An important part of eating is the social aspect of mealtimes. I always eat something whenever Amelia eats and when possible we time her evening meal with ours, put a large plastic sheet under her high chair to catch the inevitable drops, and have dinner as a family. In fact, we’ve found that she often eats more when we all eat together, and at the same time she is learning by watching and copying what we do. Once or twice a week I bring her food to a restaurant and we eat out together. My husband and I get to enjoy our food while it’s still hot and Amelia often eats more of what’s on my plate more than her own!


For me, learning about and trying the Baby Led Weaning approach was a ‘light bulb moment’ that totally changed the way we feed our daughter. And while I know it means I’ll probably be breastfeeding for longer, I’m happy in the knowledge that Amelia is developing a healthy, fun attitude to eating. If your baby is refusing to be spoon-fed perhaps it could work for you?


Want to learn more about Baby Led Weaning?

‘Baby Led Weaning’ by Gill Rapley & Tracey Murkett



Want to eat out with your little ones?

Try one of the member-recommended family friendly restaurants in the Forum post and add your own.






3 responses to “Baby Led Weaning

  1. Great optimistic article 🙂 I’m there with you, our 15 month old is also on BLW and we love it!
    Not sure if it’s the right place to ask – if there are mamas out there who like BLW, use some or all of the basics of attachment parenting or natural parenting, maybe we can make a group to discuss all the tips&tricks?
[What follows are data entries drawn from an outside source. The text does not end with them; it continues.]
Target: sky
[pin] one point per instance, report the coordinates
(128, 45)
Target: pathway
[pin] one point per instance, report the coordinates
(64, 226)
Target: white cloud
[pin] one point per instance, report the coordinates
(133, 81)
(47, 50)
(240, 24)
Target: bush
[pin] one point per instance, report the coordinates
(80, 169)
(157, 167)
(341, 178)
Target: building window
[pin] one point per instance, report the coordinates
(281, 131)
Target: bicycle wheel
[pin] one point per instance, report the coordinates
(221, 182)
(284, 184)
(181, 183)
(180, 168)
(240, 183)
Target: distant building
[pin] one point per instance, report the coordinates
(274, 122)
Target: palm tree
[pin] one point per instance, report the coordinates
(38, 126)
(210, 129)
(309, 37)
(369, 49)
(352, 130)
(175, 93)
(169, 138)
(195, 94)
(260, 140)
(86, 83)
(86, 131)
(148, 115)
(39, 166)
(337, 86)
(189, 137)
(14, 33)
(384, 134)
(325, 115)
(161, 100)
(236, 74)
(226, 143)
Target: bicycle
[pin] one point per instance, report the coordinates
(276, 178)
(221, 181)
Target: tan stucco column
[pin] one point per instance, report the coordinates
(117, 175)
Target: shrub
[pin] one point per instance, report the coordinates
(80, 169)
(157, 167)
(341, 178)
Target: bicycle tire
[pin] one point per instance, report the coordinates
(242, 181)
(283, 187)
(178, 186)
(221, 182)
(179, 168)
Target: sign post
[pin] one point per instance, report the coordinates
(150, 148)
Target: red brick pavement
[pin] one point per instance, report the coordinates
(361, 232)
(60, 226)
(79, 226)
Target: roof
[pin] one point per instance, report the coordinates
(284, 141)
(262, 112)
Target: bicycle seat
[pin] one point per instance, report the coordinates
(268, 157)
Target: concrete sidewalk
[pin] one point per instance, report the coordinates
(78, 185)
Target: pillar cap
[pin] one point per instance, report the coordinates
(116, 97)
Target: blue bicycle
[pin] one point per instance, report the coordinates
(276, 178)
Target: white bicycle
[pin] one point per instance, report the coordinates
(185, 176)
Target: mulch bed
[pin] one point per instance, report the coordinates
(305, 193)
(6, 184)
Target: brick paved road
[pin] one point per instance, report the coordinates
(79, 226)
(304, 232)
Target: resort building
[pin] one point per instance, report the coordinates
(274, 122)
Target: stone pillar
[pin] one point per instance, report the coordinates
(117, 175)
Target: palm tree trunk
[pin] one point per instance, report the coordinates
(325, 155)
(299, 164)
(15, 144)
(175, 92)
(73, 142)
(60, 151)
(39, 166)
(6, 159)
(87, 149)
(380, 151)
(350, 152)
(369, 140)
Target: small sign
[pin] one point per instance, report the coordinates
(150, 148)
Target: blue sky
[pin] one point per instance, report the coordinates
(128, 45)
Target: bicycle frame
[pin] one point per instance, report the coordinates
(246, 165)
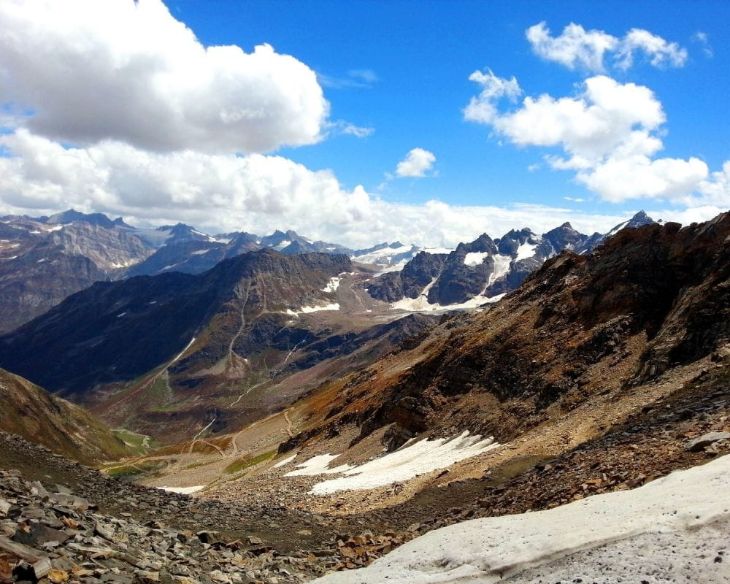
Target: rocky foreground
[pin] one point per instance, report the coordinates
(100, 529)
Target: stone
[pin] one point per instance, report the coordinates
(700, 443)
(58, 576)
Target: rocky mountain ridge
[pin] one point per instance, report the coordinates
(61, 426)
(477, 272)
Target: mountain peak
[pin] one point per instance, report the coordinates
(74, 216)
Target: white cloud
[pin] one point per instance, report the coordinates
(354, 79)
(703, 39)
(417, 163)
(578, 48)
(659, 52)
(609, 136)
(575, 47)
(482, 108)
(257, 193)
(350, 129)
(129, 71)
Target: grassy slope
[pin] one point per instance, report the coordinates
(65, 428)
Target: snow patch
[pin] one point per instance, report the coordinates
(501, 267)
(475, 258)
(284, 461)
(660, 529)
(183, 490)
(411, 460)
(318, 465)
(310, 309)
(332, 285)
(525, 251)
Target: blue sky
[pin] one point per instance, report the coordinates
(423, 53)
(168, 111)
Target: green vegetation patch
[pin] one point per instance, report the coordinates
(134, 470)
(248, 461)
(138, 444)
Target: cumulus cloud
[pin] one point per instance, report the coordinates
(575, 47)
(658, 51)
(703, 39)
(417, 163)
(578, 48)
(84, 71)
(609, 134)
(482, 108)
(349, 129)
(257, 193)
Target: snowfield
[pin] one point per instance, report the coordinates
(332, 285)
(475, 258)
(526, 250)
(317, 465)
(673, 529)
(310, 309)
(183, 490)
(412, 459)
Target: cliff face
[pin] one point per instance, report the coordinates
(43, 261)
(649, 301)
(44, 419)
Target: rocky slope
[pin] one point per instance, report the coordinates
(648, 300)
(483, 269)
(29, 411)
(171, 354)
(42, 261)
(196, 255)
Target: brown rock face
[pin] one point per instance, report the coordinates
(648, 300)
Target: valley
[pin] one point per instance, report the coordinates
(292, 410)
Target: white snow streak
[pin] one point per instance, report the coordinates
(475, 258)
(183, 490)
(309, 309)
(668, 530)
(409, 461)
(526, 250)
(285, 461)
(317, 465)
(332, 285)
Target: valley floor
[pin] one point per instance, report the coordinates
(291, 535)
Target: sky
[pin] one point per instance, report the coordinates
(365, 121)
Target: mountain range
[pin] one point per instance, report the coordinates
(43, 260)
(334, 426)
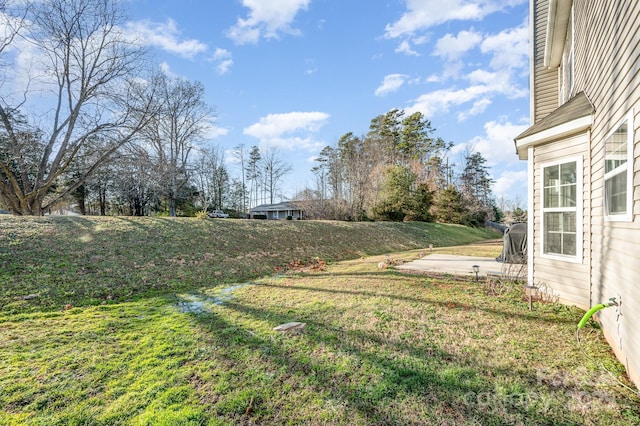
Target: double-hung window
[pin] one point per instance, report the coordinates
(561, 210)
(618, 176)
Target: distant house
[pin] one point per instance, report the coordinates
(278, 211)
(583, 153)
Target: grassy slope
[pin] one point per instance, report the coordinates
(80, 261)
(379, 347)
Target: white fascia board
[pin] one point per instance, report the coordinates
(557, 132)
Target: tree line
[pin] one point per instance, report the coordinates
(95, 123)
(399, 171)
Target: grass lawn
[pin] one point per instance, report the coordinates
(379, 347)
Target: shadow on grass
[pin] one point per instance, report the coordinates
(525, 315)
(439, 387)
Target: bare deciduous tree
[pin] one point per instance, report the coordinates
(181, 121)
(274, 169)
(85, 69)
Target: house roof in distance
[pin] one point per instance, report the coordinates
(281, 206)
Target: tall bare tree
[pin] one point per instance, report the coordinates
(274, 169)
(181, 121)
(83, 70)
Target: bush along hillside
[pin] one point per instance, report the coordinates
(52, 261)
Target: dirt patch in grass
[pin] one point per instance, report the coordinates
(50, 262)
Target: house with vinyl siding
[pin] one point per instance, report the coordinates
(583, 154)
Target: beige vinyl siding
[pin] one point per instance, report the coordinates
(545, 80)
(607, 68)
(569, 280)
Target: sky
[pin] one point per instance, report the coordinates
(295, 75)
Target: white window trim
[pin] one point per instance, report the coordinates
(578, 258)
(628, 216)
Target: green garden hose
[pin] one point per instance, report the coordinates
(590, 312)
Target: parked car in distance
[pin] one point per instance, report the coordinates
(218, 214)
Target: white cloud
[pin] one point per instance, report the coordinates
(497, 145)
(266, 19)
(405, 47)
(452, 47)
(212, 131)
(478, 107)
(421, 15)
(509, 183)
(289, 130)
(391, 83)
(510, 48)
(484, 85)
(165, 36)
(222, 59)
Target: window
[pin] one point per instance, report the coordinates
(618, 179)
(561, 210)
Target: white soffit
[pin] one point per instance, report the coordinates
(557, 24)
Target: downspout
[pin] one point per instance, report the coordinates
(530, 215)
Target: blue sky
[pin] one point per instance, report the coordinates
(295, 75)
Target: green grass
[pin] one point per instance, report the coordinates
(379, 347)
(56, 261)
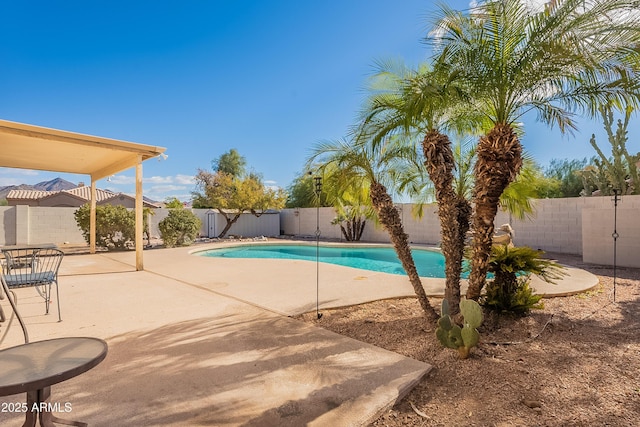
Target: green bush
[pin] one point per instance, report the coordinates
(512, 268)
(180, 228)
(115, 225)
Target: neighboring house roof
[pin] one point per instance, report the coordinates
(28, 194)
(83, 194)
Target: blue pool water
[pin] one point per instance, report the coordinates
(429, 263)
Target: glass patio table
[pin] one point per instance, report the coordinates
(34, 367)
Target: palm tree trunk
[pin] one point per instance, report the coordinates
(498, 163)
(454, 218)
(390, 220)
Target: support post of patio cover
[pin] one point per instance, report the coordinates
(139, 219)
(92, 218)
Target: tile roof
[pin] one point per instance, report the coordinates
(29, 194)
(83, 193)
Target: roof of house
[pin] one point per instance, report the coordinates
(81, 193)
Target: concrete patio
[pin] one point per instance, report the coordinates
(207, 342)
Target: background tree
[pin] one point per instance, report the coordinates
(231, 163)
(566, 174)
(620, 171)
(173, 203)
(115, 225)
(301, 194)
(571, 56)
(414, 107)
(360, 161)
(179, 228)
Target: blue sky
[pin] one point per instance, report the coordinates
(268, 78)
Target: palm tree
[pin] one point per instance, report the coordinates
(415, 106)
(568, 58)
(359, 163)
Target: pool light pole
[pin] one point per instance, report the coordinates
(615, 236)
(317, 189)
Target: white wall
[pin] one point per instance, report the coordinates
(580, 226)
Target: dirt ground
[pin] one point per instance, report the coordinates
(574, 363)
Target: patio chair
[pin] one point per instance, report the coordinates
(4, 289)
(37, 268)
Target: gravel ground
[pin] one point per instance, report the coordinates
(576, 362)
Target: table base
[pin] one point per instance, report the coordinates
(41, 399)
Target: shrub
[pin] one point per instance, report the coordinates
(180, 228)
(512, 268)
(115, 225)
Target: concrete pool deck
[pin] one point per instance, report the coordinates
(199, 341)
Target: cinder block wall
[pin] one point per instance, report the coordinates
(581, 226)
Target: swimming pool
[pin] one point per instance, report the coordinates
(383, 259)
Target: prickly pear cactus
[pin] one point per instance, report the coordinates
(451, 335)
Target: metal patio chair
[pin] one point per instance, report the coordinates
(37, 268)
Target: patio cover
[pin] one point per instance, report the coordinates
(26, 146)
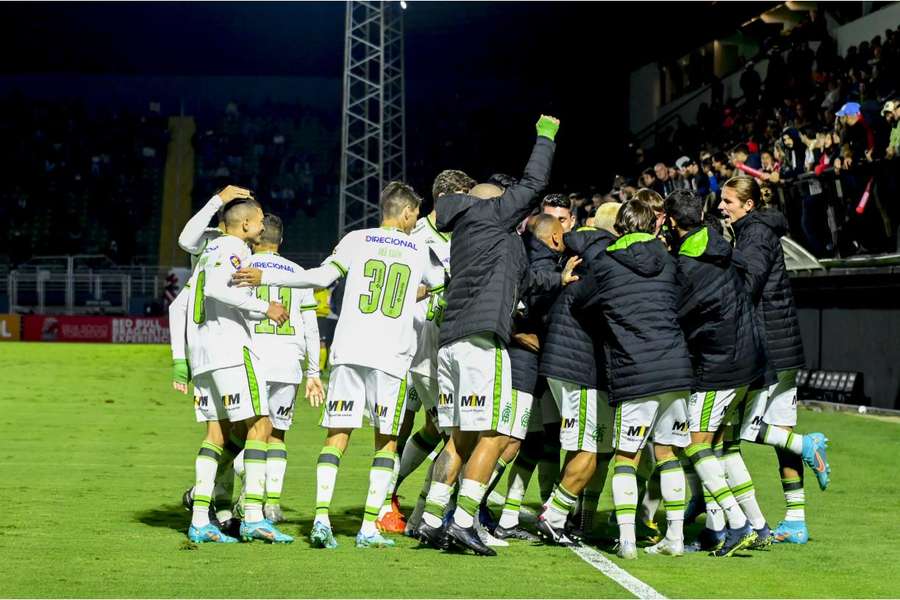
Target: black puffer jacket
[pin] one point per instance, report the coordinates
(636, 288)
(542, 262)
(487, 258)
(573, 345)
(716, 314)
(758, 242)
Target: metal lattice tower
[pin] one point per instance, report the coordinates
(373, 133)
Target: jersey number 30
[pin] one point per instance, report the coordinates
(387, 288)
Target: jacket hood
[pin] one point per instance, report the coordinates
(771, 218)
(703, 243)
(639, 252)
(450, 208)
(580, 240)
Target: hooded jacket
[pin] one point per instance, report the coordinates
(573, 346)
(636, 289)
(487, 257)
(758, 243)
(536, 299)
(716, 314)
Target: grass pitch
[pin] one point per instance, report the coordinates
(97, 450)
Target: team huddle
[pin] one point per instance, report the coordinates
(652, 342)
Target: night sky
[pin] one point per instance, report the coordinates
(488, 67)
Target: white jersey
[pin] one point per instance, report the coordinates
(430, 311)
(384, 268)
(283, 348)
(218, 312)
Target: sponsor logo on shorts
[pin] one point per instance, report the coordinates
(679, 426)
(472, 401)
(340, 406)
(526, 417)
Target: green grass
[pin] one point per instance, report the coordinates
(97, 450)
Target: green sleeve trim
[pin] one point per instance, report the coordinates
(695, 244)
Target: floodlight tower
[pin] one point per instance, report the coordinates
(373, 133)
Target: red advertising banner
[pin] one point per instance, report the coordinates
(127, 330)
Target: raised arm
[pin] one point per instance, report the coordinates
(520, 199)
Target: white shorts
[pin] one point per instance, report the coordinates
(549, 409)
(662, 418)
(233, 394)
(707, 410)
(475, 383)
(586, 417)
(281, 404)
(774, 405)
(354, 390)
(523, 402)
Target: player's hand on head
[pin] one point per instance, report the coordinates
(230, 192)
(315, 393)
(567, 275)
(277, 313)
(247, 277)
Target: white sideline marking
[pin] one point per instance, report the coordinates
(616, 573)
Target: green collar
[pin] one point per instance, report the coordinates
(629, 239)
(695, 244)
(444, 237)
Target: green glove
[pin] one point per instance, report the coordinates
(181, 371)
(547, 127)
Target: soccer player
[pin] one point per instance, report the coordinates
(227, 386)
(373, 347)
(282, 350)
(727, 355)
(575, 373)
(487, 262)
(770, 412)
(423, 372)
(648, 364)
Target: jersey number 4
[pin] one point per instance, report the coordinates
(387, 288)
(266, 325)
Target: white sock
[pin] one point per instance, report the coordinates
(673, 484)
(388, 498)
(276, 465)
(436, 502)
(742, 485)
(469, 498)
(205, 466)
(239, 465)
(710, 471)
(624, 486)
(254, 479)
(558, 508)
(520, 473)
(380, 476)
(326, 476)
(773, 435)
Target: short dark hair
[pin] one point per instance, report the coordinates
(558, 200)
(450, 182)
(635, 216)
(397, 196)
(274, 230)
(236, 210)
(685, 208)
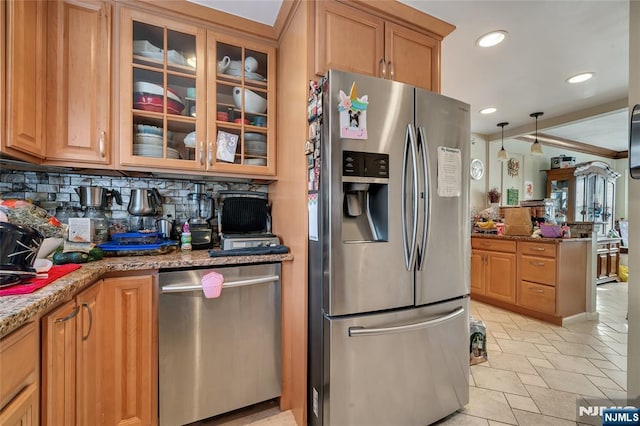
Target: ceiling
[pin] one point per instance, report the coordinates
(548, 41)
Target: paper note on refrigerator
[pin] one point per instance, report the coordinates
(449, 172)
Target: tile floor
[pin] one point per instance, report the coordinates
(535, 371)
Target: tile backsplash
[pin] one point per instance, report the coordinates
(45, 189)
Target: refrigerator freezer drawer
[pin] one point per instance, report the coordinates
(408, 367)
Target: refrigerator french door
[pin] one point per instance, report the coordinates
(389, 270)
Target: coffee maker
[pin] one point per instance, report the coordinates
(201, 211)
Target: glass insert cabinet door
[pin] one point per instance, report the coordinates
(242, 129)
(162, 79)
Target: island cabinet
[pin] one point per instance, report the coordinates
(24, 79)
(194, 99)
(385, 47)
(550, 278)
(79, 94)
(19, 389)
(493, 269)
(72, 356)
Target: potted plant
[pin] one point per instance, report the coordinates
(494, 195)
  2. Hi, I also did mostly BLW with my 18mths old twins ( I breatfed them until 13moths)
    Now I find it getting more difficult as for food such as pasta/tomato meat sauce, and stews. They are both learning to eat their morning porridge by themselves and I don’t know if they are becoming more lazy or it’s me trying to avoid that the pasta, breakfast, and it all ends up on the floor…They are ok with other non messy foods, better than other kids the same age. So, it’s me? it’s natural that when they learn to hold the spoon it’s more work? should I just stick with finger foods? any suggestions?!
    I am so proud they can/will eat anything!

  3. totally a life saver for me now!! coz my mom is trying very hard to spoonfeed milana and it doesnt work at all! i told her not to worry too much about getting baby into three meal “habit” but it’s so hard for her to understand. When she comes to help,she will cook porridge with fish or meat and vegi in there as a mixture. took her long to prepare but milana doesnt like opening her mouth at all~BLW is what I can show her as a theory support!